Providing safe space for child abuse victims on the Paluxy River CAC

GLEN ROSE – Earlier this month, Elizabeth Johnson, program director with the Paluxy River Child Advocacy Center (PRCAC), met with the Somervell County Commissioners Court and stated that in 2015, the center investigated 62 cases of child abuse in Somervell County with 19 of those cases being confirmed as abuse.
While there isn’t a children’s advocacy center in Glen Rose, the PRCAC in Granbury provides services for children under the age of 18 who are involved in cases related to physical, emotional or sexual abuse or neglect in Somervell, Hood and Erath counties.
Since several agencies are involved in investigating cases of abuse speaking to multiple people may cause further trauma to a child. One of the things the PRCAC provides is a child-friendly environment where children may be interviewed.
“The CAC model grew out of the need to collaborate, communicate and work together [with different agencies] to ensure that children found justice and got to tell their story one time and in an environment that is safe for them,” PRCAC executive director, Kerrie Stannell said.
At PRCAC a trained forensic interviewer conducts interviews one-on-one and as the interview takes place members from the various agencies take their notes via a closed circuit television. Therefore, the child has to speak to only one person during the investigation.

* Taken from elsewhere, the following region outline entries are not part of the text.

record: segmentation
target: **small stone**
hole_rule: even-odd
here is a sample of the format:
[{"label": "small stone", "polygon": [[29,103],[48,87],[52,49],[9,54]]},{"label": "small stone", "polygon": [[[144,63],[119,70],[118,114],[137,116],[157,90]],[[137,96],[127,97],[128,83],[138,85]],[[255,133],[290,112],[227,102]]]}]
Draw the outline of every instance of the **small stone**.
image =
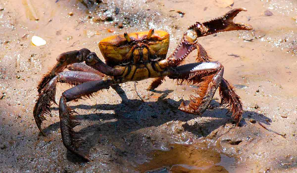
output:
[{"label": "small stone", "polygon": [[154,118],[158,118],[158,116],[156,114],[153,114],[151,115],[151,116]]},{"label": "small stone", "polygon": [[120,29],[121,29],[124,27],[124,25],[123,24],[123,22],[121,22],[119,24],[118,26],[118,27],[119,27]]},{"label": "small stone", "polygon": [[106,18],[105,18],[105,20],[106,21],[111,22],[113,20],[113,18],[111,16],[106,16]]},{"label": "small stone", "polygon": [[266,10],[264,12],[264,14],[265,15],[267,16],[270,16],[273,15],[273,14],[272,13],[272,12],[269,10]]},{"label": "small stone", "polygon": [[117,7],[116,7],[116,8],[115,9],[115,13],[116,13],[116,15],[117,15],[119,14],[119,13],[120,12],[120,9],[119,8]]},{"label": "small stone", "polygon": [[256,120],[253,118],[251,118],[249,119],[249,122],[252,123],[256,123]]},{"label": "small stone", "polygon": [[214,110],[214,107],[210,104],[207,107],[207,109],[211,110]]}]

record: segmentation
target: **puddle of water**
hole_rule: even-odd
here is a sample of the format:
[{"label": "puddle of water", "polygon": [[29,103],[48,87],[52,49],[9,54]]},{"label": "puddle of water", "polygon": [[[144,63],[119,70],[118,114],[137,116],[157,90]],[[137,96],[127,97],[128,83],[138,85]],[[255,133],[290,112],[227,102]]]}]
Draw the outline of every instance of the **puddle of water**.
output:
[{"label": "puddle of water", "polygon": [[204,143],[190,145],[175,144],[168,151],[154,150],[151,160],[135,170],[146,173],[229,172],[234,169],[235,159],[220,154]]}]

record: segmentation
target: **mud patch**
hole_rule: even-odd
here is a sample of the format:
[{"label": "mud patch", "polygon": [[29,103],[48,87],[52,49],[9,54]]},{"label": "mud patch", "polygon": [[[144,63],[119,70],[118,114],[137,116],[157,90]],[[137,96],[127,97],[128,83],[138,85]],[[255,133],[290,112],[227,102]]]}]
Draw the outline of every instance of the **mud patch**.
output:
[{"label": "mud patch", "polygon": [[232,172],[231,167],[235,164],[234,158],[220,154],[203,143],[174,144],[168,151],[154,150],[149,155],[152,159],[139,165],[135,170],[158,173],[228,172]]}]

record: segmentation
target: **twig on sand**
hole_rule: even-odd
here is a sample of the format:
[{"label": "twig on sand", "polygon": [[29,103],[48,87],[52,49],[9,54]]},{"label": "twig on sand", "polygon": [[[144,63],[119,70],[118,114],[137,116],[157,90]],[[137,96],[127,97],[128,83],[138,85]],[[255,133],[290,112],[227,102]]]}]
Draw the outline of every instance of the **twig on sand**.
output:
[{"label": "twig on sand", "polygon": [[277,133],[277,132],[274,131],[273,131],[273,130],[270,130],[269,129],[268,129],[265,126],[263,126],[263,125],[262,125],[262,124],[261,124],[261,123],[260,123],[260,122],[258,122],[258,123],[259,124],[260,124],[260,126],[262,126],[262,127],[263,127],[264,128],[266,129],[266,130],[268,130],[269,131],[270,131],[270,132],[273,132],[273,133],[274,133],[275,134],[278,134],[279,135],[280,135],[282,136],[282,137],[284,137],[284,138],[286,138],[286,137],[285,137],[285,135],[283,135],[282,134],[280,134],[280,133]]}]

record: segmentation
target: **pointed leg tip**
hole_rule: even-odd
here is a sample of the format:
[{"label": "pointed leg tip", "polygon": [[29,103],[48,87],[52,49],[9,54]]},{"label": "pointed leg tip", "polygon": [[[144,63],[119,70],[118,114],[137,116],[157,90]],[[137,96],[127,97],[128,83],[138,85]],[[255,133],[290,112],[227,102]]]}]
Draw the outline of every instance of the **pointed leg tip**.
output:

Families are referred to the center through CPS and law enforcement for family advocacy support, which meets the emotional, physical, financial and safety needs of those affected by abuse. Family advocates at the center offer monthly parent support groups to parents of children who have been victims of abuse.

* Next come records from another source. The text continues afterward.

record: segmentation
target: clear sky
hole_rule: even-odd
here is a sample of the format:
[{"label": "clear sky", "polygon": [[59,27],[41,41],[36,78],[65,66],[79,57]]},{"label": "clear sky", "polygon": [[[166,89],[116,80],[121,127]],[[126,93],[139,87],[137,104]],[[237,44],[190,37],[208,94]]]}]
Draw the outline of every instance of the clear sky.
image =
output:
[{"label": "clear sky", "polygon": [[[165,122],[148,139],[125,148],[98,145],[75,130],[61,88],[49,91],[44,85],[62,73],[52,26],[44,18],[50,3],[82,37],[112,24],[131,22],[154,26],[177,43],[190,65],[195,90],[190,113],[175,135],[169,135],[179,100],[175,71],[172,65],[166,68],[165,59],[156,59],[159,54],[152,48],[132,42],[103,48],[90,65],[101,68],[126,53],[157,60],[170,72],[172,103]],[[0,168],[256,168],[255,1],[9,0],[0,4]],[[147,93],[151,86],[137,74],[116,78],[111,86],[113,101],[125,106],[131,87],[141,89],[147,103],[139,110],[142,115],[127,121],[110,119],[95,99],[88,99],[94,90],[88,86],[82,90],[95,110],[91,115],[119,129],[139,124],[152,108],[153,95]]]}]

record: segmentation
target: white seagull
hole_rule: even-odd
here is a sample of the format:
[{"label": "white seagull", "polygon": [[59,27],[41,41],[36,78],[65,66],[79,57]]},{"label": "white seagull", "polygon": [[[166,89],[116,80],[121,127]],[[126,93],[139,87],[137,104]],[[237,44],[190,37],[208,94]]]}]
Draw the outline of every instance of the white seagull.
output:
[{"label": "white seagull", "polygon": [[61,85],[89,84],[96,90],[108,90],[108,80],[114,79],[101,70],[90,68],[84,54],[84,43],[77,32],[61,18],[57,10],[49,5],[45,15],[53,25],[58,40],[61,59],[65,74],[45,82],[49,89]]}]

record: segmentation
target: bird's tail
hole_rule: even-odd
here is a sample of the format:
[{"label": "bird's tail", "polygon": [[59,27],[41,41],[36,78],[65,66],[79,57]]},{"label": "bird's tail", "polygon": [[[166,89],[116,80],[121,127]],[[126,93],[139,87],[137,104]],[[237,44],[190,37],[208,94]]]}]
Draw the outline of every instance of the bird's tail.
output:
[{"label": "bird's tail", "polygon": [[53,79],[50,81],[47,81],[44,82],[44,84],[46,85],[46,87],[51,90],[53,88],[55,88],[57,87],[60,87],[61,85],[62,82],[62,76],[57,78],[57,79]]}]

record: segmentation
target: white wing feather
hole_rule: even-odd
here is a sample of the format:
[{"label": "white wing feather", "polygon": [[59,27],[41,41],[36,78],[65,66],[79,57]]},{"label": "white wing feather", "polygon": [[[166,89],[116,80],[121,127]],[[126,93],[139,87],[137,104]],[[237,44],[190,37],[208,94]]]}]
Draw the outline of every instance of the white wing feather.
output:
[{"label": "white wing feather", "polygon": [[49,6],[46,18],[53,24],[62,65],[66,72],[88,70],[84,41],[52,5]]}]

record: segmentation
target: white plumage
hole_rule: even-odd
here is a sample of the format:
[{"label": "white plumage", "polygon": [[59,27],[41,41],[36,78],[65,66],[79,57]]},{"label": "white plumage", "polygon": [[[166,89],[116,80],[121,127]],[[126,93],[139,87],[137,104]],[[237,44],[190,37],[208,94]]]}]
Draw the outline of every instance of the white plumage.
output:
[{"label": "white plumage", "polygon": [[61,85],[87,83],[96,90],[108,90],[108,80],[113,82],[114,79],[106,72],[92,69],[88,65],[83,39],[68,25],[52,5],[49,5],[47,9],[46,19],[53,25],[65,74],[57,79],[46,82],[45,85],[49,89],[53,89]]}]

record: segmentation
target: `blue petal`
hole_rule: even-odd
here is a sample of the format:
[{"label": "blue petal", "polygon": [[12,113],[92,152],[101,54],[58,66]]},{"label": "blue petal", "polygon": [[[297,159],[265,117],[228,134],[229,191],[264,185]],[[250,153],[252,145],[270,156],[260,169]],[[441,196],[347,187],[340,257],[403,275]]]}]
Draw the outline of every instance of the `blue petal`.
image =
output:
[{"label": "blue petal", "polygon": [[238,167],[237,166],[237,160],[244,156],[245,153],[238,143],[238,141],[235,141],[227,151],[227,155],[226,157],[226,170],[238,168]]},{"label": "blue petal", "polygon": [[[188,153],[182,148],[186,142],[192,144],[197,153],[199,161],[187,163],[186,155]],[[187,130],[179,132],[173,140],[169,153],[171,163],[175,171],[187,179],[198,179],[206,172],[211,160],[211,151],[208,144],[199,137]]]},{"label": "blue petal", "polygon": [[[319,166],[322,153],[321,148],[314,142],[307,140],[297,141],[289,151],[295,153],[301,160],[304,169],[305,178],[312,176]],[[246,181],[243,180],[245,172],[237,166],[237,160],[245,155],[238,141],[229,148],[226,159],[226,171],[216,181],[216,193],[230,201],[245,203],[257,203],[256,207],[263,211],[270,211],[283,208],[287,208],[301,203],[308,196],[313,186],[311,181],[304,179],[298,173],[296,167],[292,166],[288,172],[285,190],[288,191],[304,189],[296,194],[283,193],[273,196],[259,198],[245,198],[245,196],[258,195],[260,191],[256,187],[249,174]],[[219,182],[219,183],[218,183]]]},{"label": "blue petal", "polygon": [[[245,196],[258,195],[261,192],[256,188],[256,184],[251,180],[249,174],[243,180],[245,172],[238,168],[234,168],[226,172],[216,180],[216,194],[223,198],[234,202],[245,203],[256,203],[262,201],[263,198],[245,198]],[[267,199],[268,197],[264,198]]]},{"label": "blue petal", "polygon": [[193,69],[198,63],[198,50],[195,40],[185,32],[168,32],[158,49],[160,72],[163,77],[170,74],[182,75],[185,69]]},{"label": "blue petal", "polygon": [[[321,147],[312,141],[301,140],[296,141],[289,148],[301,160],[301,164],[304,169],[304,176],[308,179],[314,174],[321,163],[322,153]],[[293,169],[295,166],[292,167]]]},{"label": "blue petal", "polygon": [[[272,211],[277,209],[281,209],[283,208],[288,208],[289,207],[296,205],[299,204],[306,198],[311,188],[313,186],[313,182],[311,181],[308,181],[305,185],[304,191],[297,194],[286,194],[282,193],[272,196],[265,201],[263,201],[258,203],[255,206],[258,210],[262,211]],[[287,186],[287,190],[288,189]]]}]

Children’s art classes as well as an eight-week long parenting class are also provided to help families through the trauma. As part of the healing process, free trauma-focused counseling, including sand therapy, play therapy, and talk therapy, is provided to all of the children that come to the center.
Prevention education and community outreach are also important components of the PRCAC. The center wants to help people understand and recognize the signs of child abuse and the importance of reporting abuse in a timely manner to the authorities.
“Learning the signs and symptoms of child abuse is important and we are always available to teach the free classes that we offer,” Stannell stated.
The free classes offered by the PRCAC equip adults with the knowledge and the tools needed to recognize and report a case of abuse.
There are many behavioral indicators of physical or sexual abuse. Some of those include sudden non-participation in school activities, feelings of low self-worth, regressive behaviors, such as bedwetting, wetting pants, nail biting, excessive crying and clinginess, and sudden onset of fear of adults or places that were not feared before. Indicators of neglect can include malnutrition, failure to thrive, child left unattended for long periods of time, and failure to provide clothing, food, and shelter.